Celebrity chefs join forces to help reduce food waste

April 8, 2023

It comes as around 150,000 tonnes of food end up in New Zealand landfills. (Source: 1News)

Each year, around 150,000 tonnes, or 271 jumbo jets of food, end up in landfills.

Now, a group of celebrity chefs have now joined forces in an effort to help reduce the amount that’s thrown away.

Peter Gordon, Michael Meredith, Kylee Newton, Brent Martin, and Alfie Ingham; it’s a star line-up of chefs on a mission to save imperfect produce that’s still perfectly good to eat.

“As a society, we've all got to help each other, got to do what we can, and when stores don't buy because it's the wrong shape, you think, well, let's try and rescue it,” Gordon said.

Together, they've formed the KiwiHarvest Collective, under the longstanding KiwiHarvest brand - one of New Zealand's largest food rescue organisations.
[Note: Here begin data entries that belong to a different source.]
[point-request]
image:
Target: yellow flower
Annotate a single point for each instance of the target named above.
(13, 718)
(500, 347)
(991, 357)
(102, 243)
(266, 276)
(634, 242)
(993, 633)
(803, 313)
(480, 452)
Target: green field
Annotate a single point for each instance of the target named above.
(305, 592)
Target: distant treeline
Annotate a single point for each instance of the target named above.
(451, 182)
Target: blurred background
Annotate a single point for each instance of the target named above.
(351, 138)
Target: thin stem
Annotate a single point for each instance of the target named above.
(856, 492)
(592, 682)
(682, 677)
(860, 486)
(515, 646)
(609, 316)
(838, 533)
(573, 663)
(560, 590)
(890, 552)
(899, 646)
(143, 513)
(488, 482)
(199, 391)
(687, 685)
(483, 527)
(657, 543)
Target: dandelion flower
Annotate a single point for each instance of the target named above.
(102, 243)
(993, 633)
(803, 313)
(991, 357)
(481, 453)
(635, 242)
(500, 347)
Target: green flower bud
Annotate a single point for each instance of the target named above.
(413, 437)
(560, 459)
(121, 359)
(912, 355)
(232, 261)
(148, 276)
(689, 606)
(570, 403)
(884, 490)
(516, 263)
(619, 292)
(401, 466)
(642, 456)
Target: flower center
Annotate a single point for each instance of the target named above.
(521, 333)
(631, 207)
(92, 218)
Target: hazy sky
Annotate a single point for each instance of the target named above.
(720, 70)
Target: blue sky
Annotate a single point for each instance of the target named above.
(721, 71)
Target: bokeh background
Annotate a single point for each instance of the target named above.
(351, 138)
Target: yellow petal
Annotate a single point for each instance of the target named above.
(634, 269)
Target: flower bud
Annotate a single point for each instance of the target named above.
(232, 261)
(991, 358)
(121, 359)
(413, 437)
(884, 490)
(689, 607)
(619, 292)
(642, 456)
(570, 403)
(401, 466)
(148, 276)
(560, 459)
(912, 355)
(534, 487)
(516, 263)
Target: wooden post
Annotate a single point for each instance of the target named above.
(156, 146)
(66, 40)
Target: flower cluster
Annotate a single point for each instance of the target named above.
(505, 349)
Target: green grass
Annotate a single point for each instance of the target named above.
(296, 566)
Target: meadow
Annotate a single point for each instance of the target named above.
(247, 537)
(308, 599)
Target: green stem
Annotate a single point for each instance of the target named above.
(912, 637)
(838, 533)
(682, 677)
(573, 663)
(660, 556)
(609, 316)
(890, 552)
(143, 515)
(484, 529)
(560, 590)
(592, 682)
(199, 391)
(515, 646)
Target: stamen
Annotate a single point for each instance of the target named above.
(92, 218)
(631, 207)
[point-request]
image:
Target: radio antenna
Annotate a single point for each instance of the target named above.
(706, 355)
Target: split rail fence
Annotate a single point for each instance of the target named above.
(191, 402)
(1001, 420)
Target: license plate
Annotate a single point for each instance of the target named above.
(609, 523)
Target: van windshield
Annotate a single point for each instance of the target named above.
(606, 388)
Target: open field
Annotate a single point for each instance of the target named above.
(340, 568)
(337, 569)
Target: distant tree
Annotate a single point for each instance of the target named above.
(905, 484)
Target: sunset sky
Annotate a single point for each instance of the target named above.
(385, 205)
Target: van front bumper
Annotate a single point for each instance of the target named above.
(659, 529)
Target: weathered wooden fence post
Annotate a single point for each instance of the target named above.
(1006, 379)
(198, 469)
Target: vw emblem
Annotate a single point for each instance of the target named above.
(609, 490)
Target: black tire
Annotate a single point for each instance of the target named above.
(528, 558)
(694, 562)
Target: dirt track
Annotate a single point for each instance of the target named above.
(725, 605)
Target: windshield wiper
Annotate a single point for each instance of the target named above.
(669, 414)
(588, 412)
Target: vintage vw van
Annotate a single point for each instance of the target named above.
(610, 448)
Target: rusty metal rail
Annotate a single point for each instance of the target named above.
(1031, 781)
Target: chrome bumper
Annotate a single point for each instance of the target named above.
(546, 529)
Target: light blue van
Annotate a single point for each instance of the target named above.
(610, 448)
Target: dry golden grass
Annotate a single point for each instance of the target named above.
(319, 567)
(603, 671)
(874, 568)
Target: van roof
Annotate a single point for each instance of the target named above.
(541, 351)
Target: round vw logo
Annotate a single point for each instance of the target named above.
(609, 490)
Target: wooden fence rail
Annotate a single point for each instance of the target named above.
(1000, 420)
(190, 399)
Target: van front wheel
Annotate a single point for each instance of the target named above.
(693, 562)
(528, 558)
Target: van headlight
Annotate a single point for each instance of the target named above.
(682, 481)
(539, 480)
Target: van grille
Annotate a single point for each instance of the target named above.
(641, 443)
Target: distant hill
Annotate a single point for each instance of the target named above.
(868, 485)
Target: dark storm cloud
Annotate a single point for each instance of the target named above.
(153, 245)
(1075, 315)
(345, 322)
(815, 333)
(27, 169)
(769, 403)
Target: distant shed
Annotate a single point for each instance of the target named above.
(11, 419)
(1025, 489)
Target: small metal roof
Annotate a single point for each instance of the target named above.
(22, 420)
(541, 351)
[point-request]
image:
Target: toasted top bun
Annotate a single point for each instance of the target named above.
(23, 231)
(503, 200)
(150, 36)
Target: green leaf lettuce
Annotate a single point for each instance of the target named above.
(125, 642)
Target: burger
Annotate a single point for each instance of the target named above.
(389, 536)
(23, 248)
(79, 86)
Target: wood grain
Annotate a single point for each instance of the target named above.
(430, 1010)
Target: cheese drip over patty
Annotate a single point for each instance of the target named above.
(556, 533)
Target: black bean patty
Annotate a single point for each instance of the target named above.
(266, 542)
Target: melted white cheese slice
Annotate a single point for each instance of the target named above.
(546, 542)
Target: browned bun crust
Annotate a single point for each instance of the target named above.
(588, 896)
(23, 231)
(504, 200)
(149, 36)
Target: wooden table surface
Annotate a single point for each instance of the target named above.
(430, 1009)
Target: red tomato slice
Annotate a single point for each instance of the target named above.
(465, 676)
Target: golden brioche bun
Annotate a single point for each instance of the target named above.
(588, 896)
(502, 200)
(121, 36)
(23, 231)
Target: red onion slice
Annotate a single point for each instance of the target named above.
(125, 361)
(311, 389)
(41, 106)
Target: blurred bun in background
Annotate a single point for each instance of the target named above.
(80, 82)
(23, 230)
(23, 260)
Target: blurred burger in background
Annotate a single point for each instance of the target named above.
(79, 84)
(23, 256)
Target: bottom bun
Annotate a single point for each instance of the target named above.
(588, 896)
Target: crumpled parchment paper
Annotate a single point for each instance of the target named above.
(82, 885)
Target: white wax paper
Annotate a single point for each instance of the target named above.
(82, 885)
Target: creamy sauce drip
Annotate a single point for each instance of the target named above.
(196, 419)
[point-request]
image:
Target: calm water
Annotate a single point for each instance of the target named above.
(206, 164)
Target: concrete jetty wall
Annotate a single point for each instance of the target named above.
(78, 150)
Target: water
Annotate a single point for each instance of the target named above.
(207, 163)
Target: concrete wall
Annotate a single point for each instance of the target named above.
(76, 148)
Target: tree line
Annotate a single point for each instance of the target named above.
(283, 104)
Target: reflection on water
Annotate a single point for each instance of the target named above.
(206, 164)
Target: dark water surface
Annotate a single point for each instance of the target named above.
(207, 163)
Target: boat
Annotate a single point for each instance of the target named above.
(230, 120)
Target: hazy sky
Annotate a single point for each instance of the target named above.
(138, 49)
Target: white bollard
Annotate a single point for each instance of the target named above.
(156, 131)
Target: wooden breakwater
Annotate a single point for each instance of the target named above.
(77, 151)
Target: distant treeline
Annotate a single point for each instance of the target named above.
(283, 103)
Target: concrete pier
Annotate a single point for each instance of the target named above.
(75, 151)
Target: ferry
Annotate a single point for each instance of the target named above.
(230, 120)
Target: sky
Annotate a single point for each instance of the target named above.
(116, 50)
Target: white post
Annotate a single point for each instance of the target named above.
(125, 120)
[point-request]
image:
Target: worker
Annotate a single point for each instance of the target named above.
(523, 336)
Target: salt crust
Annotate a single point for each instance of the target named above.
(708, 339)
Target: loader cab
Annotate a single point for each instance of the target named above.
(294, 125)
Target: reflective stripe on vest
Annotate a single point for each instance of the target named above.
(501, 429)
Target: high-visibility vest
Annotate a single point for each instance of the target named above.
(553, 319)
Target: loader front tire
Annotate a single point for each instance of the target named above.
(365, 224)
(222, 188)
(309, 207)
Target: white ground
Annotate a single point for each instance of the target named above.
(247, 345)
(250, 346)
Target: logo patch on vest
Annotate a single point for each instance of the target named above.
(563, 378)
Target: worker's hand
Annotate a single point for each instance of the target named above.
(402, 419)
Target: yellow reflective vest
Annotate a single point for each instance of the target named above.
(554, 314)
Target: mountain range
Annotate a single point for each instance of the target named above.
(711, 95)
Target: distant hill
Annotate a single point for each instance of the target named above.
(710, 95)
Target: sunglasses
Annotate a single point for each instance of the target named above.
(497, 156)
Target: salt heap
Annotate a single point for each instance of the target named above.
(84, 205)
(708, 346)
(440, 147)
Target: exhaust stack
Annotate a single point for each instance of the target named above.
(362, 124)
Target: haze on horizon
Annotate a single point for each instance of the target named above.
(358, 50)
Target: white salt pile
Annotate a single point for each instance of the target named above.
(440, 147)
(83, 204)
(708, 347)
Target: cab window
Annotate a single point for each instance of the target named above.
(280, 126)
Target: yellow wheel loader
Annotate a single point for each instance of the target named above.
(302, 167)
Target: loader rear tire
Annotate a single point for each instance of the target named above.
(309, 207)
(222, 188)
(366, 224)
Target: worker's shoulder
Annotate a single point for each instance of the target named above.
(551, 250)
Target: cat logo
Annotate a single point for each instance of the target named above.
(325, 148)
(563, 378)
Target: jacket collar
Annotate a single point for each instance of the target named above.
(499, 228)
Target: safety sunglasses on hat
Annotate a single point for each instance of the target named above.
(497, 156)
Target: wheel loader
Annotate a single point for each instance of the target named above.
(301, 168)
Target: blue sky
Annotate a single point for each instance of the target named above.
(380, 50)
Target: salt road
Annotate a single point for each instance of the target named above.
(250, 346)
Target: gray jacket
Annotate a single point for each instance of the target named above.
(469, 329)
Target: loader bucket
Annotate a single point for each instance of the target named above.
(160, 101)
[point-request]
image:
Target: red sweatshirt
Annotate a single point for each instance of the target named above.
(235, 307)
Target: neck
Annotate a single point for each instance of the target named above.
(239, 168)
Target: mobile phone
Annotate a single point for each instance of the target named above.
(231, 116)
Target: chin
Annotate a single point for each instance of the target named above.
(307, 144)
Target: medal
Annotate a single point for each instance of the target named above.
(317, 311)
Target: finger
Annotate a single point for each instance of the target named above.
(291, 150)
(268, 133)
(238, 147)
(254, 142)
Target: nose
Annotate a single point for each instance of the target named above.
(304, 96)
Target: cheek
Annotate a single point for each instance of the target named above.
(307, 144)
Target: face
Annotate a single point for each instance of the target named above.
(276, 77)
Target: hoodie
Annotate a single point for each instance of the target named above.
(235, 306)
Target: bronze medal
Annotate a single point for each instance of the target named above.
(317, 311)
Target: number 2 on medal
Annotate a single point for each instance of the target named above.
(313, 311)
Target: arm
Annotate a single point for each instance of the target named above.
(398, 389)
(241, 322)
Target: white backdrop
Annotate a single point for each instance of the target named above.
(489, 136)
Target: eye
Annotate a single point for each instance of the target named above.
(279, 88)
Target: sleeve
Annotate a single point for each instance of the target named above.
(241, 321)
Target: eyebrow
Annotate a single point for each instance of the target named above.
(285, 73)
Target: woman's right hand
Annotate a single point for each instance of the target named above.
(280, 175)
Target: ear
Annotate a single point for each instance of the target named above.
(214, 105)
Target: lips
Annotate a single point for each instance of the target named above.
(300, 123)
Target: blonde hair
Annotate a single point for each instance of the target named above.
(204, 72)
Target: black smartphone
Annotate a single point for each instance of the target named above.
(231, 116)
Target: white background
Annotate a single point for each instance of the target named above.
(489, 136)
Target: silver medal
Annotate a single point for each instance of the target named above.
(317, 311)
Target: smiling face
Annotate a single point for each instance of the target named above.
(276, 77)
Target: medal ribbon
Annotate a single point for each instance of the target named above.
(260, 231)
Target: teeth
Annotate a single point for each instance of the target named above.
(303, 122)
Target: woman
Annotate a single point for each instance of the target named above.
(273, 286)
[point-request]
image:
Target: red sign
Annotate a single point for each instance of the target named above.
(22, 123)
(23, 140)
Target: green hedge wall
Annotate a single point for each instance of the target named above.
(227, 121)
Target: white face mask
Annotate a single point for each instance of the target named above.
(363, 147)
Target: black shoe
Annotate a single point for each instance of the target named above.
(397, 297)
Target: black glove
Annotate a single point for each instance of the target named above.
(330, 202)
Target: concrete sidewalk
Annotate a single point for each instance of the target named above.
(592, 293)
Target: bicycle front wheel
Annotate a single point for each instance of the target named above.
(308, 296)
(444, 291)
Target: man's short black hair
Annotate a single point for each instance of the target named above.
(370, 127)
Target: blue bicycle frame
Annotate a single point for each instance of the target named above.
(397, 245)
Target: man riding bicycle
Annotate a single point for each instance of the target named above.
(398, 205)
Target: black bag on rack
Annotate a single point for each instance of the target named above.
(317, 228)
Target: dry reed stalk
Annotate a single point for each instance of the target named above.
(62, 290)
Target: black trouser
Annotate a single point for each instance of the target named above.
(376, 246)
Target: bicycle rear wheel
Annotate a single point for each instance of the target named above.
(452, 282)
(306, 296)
It's hoped this will help the organisation raise greater awareness about how food wastage can be avoided.

Some recent rescues included tinned food from flood-damaged supermarkets.

“At that time, the protocol was anything that had been touched by flood water needed to be thrown away, we said no we aren't doing that; 8,000 kilos of food equates to about 25,000 meals,” the KiwiHarvest CEO Angela Calver said.

The food is cleaned and sorted before being distributed to those in need.

The chefs stepped up to help.

“We as chefs care about food waste. It makes sense to bring it to the community and make sure food is not wasted,” Ingham said.

“We are just trying to get out that food poverty is really sort of on the rise,” Gordon said.

“We are all in the food business, but there is more we can do,” Meredith said.

“It's the main ethics around my food processes to give food longevity,” Newton said.

It’s an example that’s being set in their own kitchens, with Brent Martin adding 560kg of food waste to his kitchen each month.

“It's taken to Ecogas, and the gas is taken out, and that gas powers roughly 20 homes, the remaining items are then used as fertiliser,” Martin said.

“Most chefs really focus on where the product comes from; we are also doing that, but also the end product and where it's landing.”